How Engineers Kept the Power On in India

Residents light up candles and diyas to observe nine minutes of unity and solidarity as called by PM of India, to fight against dangerous Corona Virus in Country.
Residents light up candles and diyas to observe nine minutes of unity and solidarity as called by PM of India, to fight against dangerous Corona Virus in Country. Photo: Pankaj Nangia/India Today Group/Getty Images

By: Edd Gent

Earlier this month, Indian Prime Minister Narendra Modi asked the entire country to simultaneously switch off the lights. The gesture was meant to be a show of solidarity during the coronavirus pandemic, but Modi’s request left power engineers scrambling to prevent a nationwide blackout. 

In a televised address on the afternoon of Friday, 3 April, Modi called on Indians to switch off their lights for nine minutes beginning at 9PM on Sunday, 5 April. Within hours, experts raised concerns that the massive drop in electricity demand, followed by a sudden surge nine minutes later, could debilitate the grid and trigger widespread blackouts.

Despite the warnings, the government stood by its request. So India’s power sector had just two days to come up with a strategy to protect the grid. “It was a very challenging situation,” says Sushil Kumar Soonee, a former CEO of grid operator Power System Operation Corporation (POSOCO) who still advises the organization and was involved in planning the response. (India’s Ministry of Power didn’t respond to a request for comment.)

Too much or too little power in the grid can damage equipment. Protective relay systems shut down power lines and power stations if values stray outside of acceptable ranges. That means operators must maintain a delicate balance between the amount of power generated and the amount used. Sudden drops in demand or supply can quickly cause cascading failures.

India has faced major threats to the grid before—most notably, a blackout in July 2012 that saw more than 620 million people lose power. But most such problems were due to generation failing to match demand. Accommodating a sudden and massive drop in demand was uncharted territory, says Padamjit Singh, a retired grid operator for the electricity board of the northern state of Punjab. “Historically, it has never arisen,” says Singh. “The nature of your planning is 180 degrees opposite.” 

Back at POSOCO, engineers had to quickly estimate how big the drop in demand could be and devise a strategy to mitigate it. This was complicated by rumors spreading on social media that the event could cause a power surge that would destroy appliances, which lead to fears that citizens would disconnect more than just their lights.

POSOCO’s solution was to gradually reduce the power generated by thermal power stations to close to the minimum before the event and rely on India’s 45 GW of hydropower, which accounts for roughly 10 percent of the country’s electricity generation, to manage the fluctuations in demand. While most thermal power stations take hours to ramp up, increasing and decreasing hydropower generation is quite literally like turning a tap on or off, says Ashok Rao, a retired electrical engineer and patron of the All India Federation of Power Engineers.

Hydropower stations were ramped up to full capacity before the event to make up for the reduced generation from thermal plants, and then dropped rapidly to less than 10 percent of [their generation capacity] as people started switching their lights off. At the end of the nine minutes, they were ramped back up to cope with surging demand. Just before the event, hydropower stations also started pumping water up into dams to provide extra load on the grid until the end of the nine minutes.

It wasn’t just grid operators who had to spring into action. Electrical engineer Ankit Manna says a blackout could have been disastrous for the Vedanta steel plant he works at in Jharkhand state. A sudden loss of power would have knocked out the facility’s oxygen plant. If that happened, it would take 10 hours to bring it back online, costing millions of dollars in lost production. Even worse, if a blackout caused the facility’s coke oven to trip, it could have caused significant damage to the production line that could have potentially required months of repairs.

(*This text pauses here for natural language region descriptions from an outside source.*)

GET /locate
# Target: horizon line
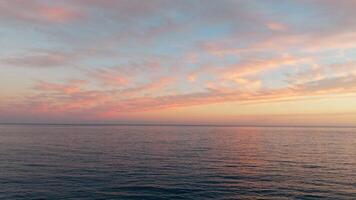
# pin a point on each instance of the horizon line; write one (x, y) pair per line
(175, 124)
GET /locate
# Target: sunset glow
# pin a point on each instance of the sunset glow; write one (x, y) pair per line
(270, 62)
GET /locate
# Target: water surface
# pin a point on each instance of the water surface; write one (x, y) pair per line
(176, 162)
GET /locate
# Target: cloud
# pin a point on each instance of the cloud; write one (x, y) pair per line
(37, 12)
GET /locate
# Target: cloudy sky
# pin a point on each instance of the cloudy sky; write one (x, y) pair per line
(257, 62)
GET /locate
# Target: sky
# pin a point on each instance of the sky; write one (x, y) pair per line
(231, 62)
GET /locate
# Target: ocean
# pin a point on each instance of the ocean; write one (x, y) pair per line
(176, 162)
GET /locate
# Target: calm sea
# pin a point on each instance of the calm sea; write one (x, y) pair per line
(176, 162)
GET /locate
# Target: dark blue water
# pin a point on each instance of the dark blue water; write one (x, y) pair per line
(146, 162)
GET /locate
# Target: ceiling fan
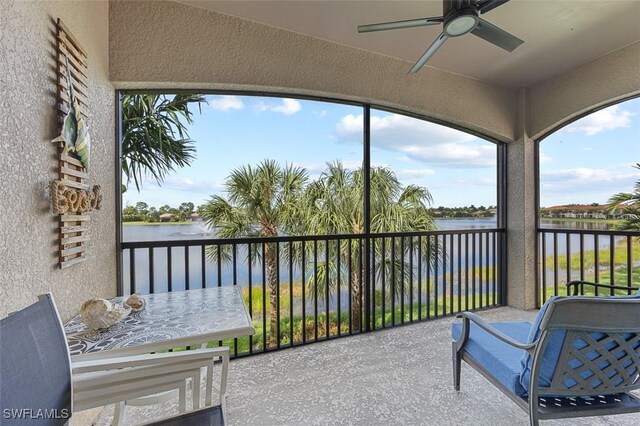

“It would have been a huge problem,” he says. So he and colleagues devised a plan to decrease production by nearly 50 percent so it could be powered entirely by the facility’s 60-MW on-site power plant and be completely cut off from the grid, a process known as “islanding.”

In the end, nationwide electricity demand dipped by 31 GW during the exercise—more than double what POSOCO had predicted. But, Soonee says, due to the difficulty inherent in accurately predicting the behavior of 1.3 billion people, they had built wide margins of error into their projections and planned accordingly. Fortunately, the many moving parts of India’s enormous grid also worked together smoothly, he adds.

While the event garnered headlines, Soonee says the grid actually faces far more significant technical and financial challenges from the sustained 30 percent reduction in power demand that has resulted from shuttering much of India’s economy during the ongoing nationwide lockdown. “This was a small battle,” he says. “We have a long war before us.”